Anyway, as a friend (if I still have the opportunity to be one), I have to be realistic where you, the emotional subject in question, can't be. Jon hasn't died. Maybe he's miraculously recovering or maybe it was all a fabricated lie. I honestly still don't believe anything about him, but I don't know him. I think the fact that he's reappeared in your life and telling you he still loves you is tearing you apart because he was something you really wanted in the past. It's difficult to let go of something or someone that you've once loved, right?
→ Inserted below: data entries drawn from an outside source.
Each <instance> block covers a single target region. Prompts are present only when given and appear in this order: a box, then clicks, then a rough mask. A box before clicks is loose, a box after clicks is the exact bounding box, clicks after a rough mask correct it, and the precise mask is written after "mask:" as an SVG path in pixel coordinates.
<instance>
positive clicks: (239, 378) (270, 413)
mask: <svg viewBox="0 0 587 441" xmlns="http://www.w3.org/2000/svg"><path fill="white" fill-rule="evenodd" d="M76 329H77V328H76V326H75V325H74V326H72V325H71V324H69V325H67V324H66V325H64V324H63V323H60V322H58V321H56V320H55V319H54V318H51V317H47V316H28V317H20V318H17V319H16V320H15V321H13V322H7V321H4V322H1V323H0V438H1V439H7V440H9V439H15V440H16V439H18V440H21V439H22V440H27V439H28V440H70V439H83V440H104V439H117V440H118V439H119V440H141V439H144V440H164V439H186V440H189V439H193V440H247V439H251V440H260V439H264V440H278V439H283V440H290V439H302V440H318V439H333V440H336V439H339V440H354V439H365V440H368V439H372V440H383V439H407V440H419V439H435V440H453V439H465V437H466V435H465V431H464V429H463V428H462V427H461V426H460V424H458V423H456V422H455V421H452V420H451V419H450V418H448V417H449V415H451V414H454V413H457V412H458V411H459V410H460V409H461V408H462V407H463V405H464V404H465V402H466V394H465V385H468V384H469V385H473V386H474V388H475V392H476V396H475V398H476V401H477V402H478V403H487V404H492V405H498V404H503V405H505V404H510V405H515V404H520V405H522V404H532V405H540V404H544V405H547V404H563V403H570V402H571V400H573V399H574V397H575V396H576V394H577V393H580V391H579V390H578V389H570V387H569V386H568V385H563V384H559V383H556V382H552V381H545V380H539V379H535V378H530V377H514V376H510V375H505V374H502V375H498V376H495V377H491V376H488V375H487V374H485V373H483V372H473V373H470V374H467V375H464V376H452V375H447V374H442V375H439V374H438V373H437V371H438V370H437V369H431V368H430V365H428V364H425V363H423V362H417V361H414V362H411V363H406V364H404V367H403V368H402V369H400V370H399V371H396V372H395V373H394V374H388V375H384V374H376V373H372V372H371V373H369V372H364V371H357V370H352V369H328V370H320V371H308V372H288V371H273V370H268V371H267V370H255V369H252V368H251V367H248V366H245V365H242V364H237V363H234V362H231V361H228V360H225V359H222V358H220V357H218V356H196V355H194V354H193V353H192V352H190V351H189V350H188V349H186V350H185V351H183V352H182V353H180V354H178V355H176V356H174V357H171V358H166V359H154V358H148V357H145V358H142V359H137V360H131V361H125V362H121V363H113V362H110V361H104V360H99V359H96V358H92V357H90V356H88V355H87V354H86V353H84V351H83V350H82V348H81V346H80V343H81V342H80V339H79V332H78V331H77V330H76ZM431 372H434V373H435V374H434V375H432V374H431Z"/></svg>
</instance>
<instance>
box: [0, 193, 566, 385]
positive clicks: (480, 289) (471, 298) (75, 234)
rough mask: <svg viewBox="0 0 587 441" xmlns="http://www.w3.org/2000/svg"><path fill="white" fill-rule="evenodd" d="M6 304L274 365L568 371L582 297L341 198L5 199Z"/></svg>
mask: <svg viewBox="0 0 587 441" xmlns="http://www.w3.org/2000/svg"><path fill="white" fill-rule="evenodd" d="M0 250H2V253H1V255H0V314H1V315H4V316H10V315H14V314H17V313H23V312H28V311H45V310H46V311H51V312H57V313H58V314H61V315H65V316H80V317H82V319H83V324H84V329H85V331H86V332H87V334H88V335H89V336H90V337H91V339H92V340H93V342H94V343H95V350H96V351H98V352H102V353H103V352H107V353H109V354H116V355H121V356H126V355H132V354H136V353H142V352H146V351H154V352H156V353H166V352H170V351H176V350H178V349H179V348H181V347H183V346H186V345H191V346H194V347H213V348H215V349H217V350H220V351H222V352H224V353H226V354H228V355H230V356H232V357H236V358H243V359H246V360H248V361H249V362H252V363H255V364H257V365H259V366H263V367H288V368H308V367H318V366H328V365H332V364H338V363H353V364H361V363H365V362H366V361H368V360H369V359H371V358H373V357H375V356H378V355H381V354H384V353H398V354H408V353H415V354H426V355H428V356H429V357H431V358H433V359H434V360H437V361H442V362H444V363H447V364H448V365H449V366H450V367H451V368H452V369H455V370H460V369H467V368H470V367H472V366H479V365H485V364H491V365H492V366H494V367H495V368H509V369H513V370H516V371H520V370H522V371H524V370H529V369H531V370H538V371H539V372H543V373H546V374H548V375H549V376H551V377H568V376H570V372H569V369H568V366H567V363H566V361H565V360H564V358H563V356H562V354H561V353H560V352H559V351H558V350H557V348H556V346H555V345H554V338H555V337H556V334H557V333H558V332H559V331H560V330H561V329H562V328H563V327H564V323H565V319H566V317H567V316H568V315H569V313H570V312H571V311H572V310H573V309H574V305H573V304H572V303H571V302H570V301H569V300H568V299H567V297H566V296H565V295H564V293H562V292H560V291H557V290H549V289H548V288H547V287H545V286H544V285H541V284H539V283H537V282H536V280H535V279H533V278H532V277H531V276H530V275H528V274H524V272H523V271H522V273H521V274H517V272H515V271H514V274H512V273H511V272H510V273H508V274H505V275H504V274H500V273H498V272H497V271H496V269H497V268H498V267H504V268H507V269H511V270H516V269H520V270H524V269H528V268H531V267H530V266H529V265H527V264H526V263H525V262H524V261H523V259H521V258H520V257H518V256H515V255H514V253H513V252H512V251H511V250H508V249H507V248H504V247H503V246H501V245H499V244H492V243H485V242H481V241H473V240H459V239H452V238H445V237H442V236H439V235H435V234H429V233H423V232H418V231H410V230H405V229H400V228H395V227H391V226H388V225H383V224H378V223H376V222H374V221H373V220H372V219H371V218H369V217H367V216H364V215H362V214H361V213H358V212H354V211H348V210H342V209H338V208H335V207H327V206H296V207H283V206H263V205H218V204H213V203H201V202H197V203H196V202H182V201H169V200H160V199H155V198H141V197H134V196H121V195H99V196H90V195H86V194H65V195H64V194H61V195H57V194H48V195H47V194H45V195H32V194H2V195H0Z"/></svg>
I had a chat with my cousin and she's been in and out of relationships. She's twenty-eight and she's going to couple's therapy with her recent boyfriend. likeomgwtf couple's therapy at age 28?! But she's only giving him a chance because he's the only guy she's ever been with that's made her look back and think "what if?" That really struck me, but I don't think this view really applies to you. I'm not sure though. You seem like the type to always say "what if?" Haha. ;P

Out of everything, I was glad that you recognized that no choice you make will make everyone happy. Because of that statement, maybe you'll be able to step back and make a wiser choice for yourself. Make a choice that will make you happy in the long-run, not the short-run. I think you know that though. It seems like your life is always falling apart. Aren't you tired? :/ Remember how I used to push you about your academic goals? I won't anymore but I hope you learn to keep your goals distinct from one another. Learn to shield some goals from others and keep them out of conflict. It'll help your stress level and keep you from depression.

Wow, I typed a lot. I wonder if you'll read it all. lol. Okay! Time to clean. (: I have a long day tomorrow. 7am to 10PM basically. -_- Work from 8-12. Drive back to San Jose. Pick up my friend from the station. Community service from 5PM-10PM. YAAY MEEE. ;) I doubt your day is any better. Cheer up, Susan ! I didn't get to tell you, but I mailed your card yesterday.

P.S. Why do you never send me pictures of yourself, punk?!